When Jose Arcadio Buendia dies at the end of chapter 7, the town of Macondo gets covered by a "light rain of tiny yellow flowers falling" (140). These flowers fell so thick that the next day, they had to physically remove them in order to get tasks done, "they had to clear them away with shovels and rakes so that the funeral procession could pass by" (140). Jose Arcadio Buendia is the main Buendia. He is the founder Macondo and is the one who made it into a great little town, "it was a truly happy village where no one was over thirty years of age and where no one had died" (9). The yellow flowers falling all over the place foreshadows what is going to happen because of his death: death, destruction, and change. Since the flowers cover everything, everyone has to adapt to the flowers being in the way and therefore break from their usual routines which is ultimately going to lead to the demise of Macondo.
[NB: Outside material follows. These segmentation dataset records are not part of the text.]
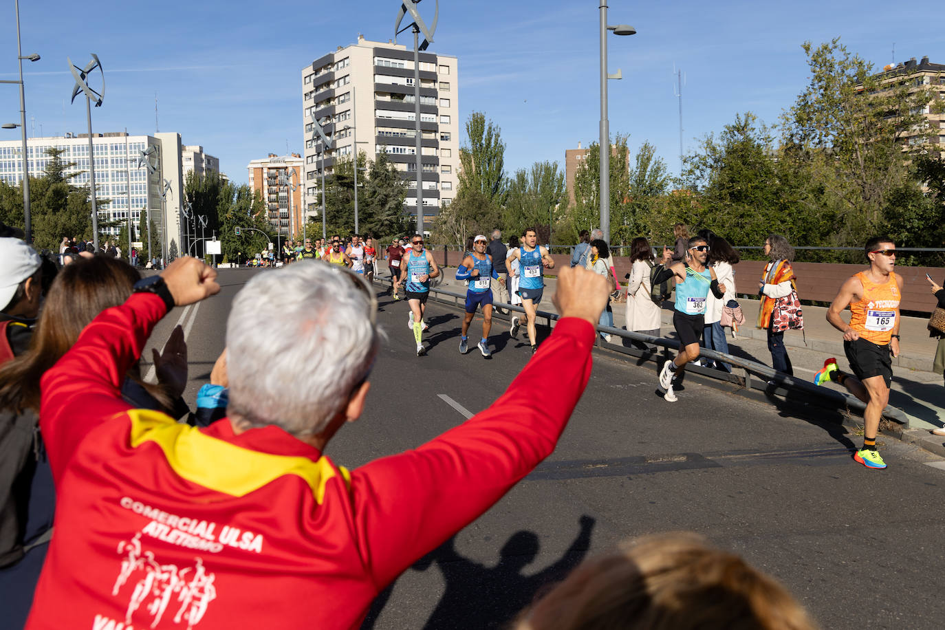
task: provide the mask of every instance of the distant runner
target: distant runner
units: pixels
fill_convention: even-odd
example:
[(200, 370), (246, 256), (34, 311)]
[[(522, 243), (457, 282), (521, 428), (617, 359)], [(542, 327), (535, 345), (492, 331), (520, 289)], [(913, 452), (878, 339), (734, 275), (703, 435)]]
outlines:
[[(847, 280), (827, 310), (827, 321), (843, 332), (843, 349), (853, 374), (840, 371), (836, 359), (828, 359), (814, 377), (818, 385), (828, 380), (839, 383), (867, 403), (863, 412), (863, 448), (853, 460), (868, 468), (885, 468), (876, 450), (880, 417), (889, 402), (892, 358), (899, 356), (899, 302), (902, 277), (893, 272), (896, 244), (888, 236), (876, 236), (866, 245), (869, 268)], [(840, 313), (850, 306), (850, 323)]]
[(469, 281), (466, 291), (466, 316), (463, 318), (462, 332), (459, 335), (459, 353), (466, 354), (469, 350), (470, 322), (476, 309), (482, 305), (482, 337), (477, 347), (487, 359), (492, 357), (489, 349), (489, 331), (492, 327), (492, 289), (490, 282), (497, 277), (492, 266), (492, 257), (486, 253), (486, 237), (476, 236), (472, 241), (472, 253), (463, 259), (456, 269), (456, 280)]

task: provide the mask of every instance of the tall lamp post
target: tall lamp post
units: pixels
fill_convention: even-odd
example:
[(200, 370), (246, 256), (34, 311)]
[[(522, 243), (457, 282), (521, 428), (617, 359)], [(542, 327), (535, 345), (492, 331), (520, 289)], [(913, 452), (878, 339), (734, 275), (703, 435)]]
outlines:
[(328, 240), (328, 230), (327, 223), (325, 219), (325, 149), (328, 148), (328, 136), (325, 135), (325, 130), (321, 128), (321, 123), (318, 122), (318, 117), (316, 117), (315, 112), (312, 113), (312, 138), (313, 143), (318, 143), (321, 145), (321, 151), (319, 151), (319, 162), (321, 171), (321, 238)]
[(600, 230), (604, 242), (610, 244), (610, 129), (607, 120), (607, 79), (623, 78), (618, 69), (613, 75), (607, 72), (607, 31), (615, 35), (633, 35), (637, 30), (626, 24), (607, 25), (607, 0), (600, 2)]
[[(68, 57), (66, 58), (66, 61), (69, 62), (69, 71), (72, 73), (73, 78), (76, 79), (76, 85), (72, 88), (72, 101), (70, 102), (75, 103), (76, 96), (79, 93), (85, 94), (85, 116), (89, 122), (89, 196), (92, 197), (92, 240), (95, 251), (98, 251), (98, 208), (95, 205), (95, 149), (92, 145), (92, 99), (95, 99), (95, 107), (102, 106), (102, 100), (105, 98), (105, 73), (102, 71), (102, 63), (98, 60), (98, 56), (94, 53), (92, 54), (92, 60), (84, 68), (79, 68), (74, 64)], [(102, 91), (100, 93), (90, 88), (86, 81), (89, 74), (96, 68), (102, 77)]]
[[(601, 0), (603, 1), (603, 0)], [(404, 32), (407, 28), (413, 29), (414, 34), (414, 99), (416, 100), (414, 104), (414, 117), (415, 117), (415, 129), (417, 130), (417, 233), (423, 233), (423, 149), (421, 146), (422, 131), (421, 130), (420, 124), (420, 51), (426, 50), (427, 47), (433, 43), (433, 34), (437, 30), (437, 23), (439, 21), (439, 0), (437, 0), (437, 12), (434, 13), (433, 23), (430, 27), (426, 27), (426, 23), (423, 22), (423, 18), (420, 16), (420, 11), (417, 10), (417, 4), (420, 0), (403, 0), (401, 3), (401, 10), (397, 14), (397, 22), (394, 23), (394, 43), (397, 43), (397, 35)], [(401, 28), (401, 20), (404, 19), (407, 13), (410, 14), (410, 19), (413, 20), (410, 24)], [(420, 33), (423, 33), (423, 43), (420, 43), (419, 38)], [(356, 146), (356, 145), (355, 145)], [(355, 163), (355, 168), (357, 164)], [(357, 187), (355, 186), (355, 191)]]
[(4, 125), (3, 128), (12, 129), (20, 128), (20, 137), (23, 140), (23, 220), (24, 232), (26, 232), (26, 243), (33, 242), (33, 222), (29, 213), (29, 155), (26, 153), (26, 95), (23, 88), (23, 60), (39, 61), (40, 56), (36, 53), (24, 55), (20, 46), (20, 0), (14, 0), (16, 9), (16, 57), (20, 63), (19, 81), (0, 81), (0, 83), (18, 83), (20, 85), (20, 124)]

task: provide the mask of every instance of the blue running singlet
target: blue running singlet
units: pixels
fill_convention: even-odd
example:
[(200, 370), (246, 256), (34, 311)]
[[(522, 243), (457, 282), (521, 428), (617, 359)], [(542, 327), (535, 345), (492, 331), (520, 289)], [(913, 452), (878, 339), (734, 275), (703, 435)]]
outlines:
[(406, 290), (411, 293), (428, 293), (430, 291), (430, 279), (421, 282), (418, 278), (426, 274), (430, 275), (430, 263), (426, 260), (426, 249), (421, 252), (420, 256), (415, 256), (413, 249), (410, 250), (410, 257), (407, 259), (407, 286)]

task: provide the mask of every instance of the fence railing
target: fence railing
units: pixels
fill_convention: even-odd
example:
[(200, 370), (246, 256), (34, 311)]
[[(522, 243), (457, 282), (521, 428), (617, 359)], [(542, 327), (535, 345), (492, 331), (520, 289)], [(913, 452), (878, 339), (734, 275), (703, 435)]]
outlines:
[[(387, 284), (386, 281), (377, 279), (374, 280), (374, 282)], [(447, 291), (446, 289), (441, 289), (437, 286), (431, 286), (430, 293), (438, 301), (444, 303), (453, 302), (457, 307), (460, 304), (464, 304), (466, 301), (465, 295), (460, 295), (453, 291)], [(493, 316), (497, 315), (495, 312), (496, 309), (505, 309), (523, 314), (524, 313), (524, 309), (521, 306), (509, 304), (508, 302), (493, 302)], [(558, 315), (557, 314), (548, 313), (547, 311), (537, 311), (536, 315), (537, 318), (544, 320), (545, 326), (549, 329), (553, 329), (554, 322), (557, 322), (558, 319)], [(676, 339), (654, 337), (649, 334), (635, 332), (633, 331), (626, 331), (622, 328), (612, 328), (610, 326), (595, 326), (594, 329), (597, 332), (605, 332), (610, 334), (611, 336), (615, 335), (621, 339), (627, 339), (630, 342), (636, 341), (641, 344), (649, 344), (662, 348), (662, 352), (660, 352), (654, 349), (644, 349), (643, 348), (634, 348), (632, 346), (627, 347), (623, 344), (617, 345), (608, 343), (601, 339), (599, 334), (595, 335), (598, 347), (620, 352), (622, 354), (627, 354), (636, 358), (642, 358), (646, 361), (654, 361), (658, 364), (660, 363), (661, 355), (664, 359), (668, 360), (670, 349), (679, 349), (679, 342)], [(717, 369), (706, 368), (696, 364), (686, 366), (687, 372), (695, 372), (700, 376), (714, 379), (716, 381), (731, 383), (745, 389), (766, 391), (773, 387), (775, 390), (774, 393), (777, 393), (777, 390), (779, 389), (782, 389), (788, 392), (800, 394), (804, 397), (812, 396), (824, 400), (831, 406), (840, 409), (852, 409), (857, 411), (860, 415), (862, 415), (867, 408), (865, 402), (853, 396), (843, 394), (826, 387), (819, 387), (809, 381), (803, 381), (789, 374), (779, 372), (773, 367), (756, 361), (738, 357), (733, 354), (727, 354), (725, 352), (717, 352), (706, 348), (699, 348), (699, 355), (713, 361), (720, 361), (722, 363), (730, 364), (734, 367), (737, 367), (741, 374), (736, 375), (734, 373), (723, 372)], [(890, 420), (893, 420), (894, 422), (897, 422), (898, 424), (902, 425), (904, 429), (909, 428), (908, 416), (896, 407), (886, 406), (886, 408), (883, 410), (883, 416)]]

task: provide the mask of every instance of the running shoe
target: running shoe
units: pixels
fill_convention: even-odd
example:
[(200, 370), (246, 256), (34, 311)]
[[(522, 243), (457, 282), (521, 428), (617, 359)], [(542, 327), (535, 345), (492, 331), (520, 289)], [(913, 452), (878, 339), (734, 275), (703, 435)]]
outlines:
[(664, 391), (673, 386), (673, 373), (669, 371), (669, 364), (671, 361), (667, 361), (662, 365), (662, 369), (660, 370), (660, 387)]
[(814, 375), (814, 383), (822, 385), (831, 380), (830, 375), (837, 369), (839, 368), (836, 366), (836, 359), (833, 357), (827, 359), (827, 361), (824, 361), (824, 366), (820, 369), (820, 371)]
[(853, 461), (863, 464), (868, 468), (885, 468), (885, 462), (880, 457), (879, 451), (860, 449), (853, 455)]

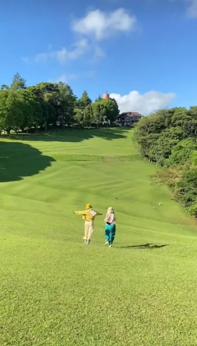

One of the most important symbols in One Hundred Years of Solitude is the yellow train. Modernization is the ultimate destroyer and the yellow train what brings it all to Macondo. "The innocent yellow train that was to bring so many ambiguities and certainties, so many pleasant and unpleasant moments, so many changes, calamities, and feelings of nostalgia to Macondo" (222). With the yellow train comes electricity, a movie theater, the phonograph, and then the telephone.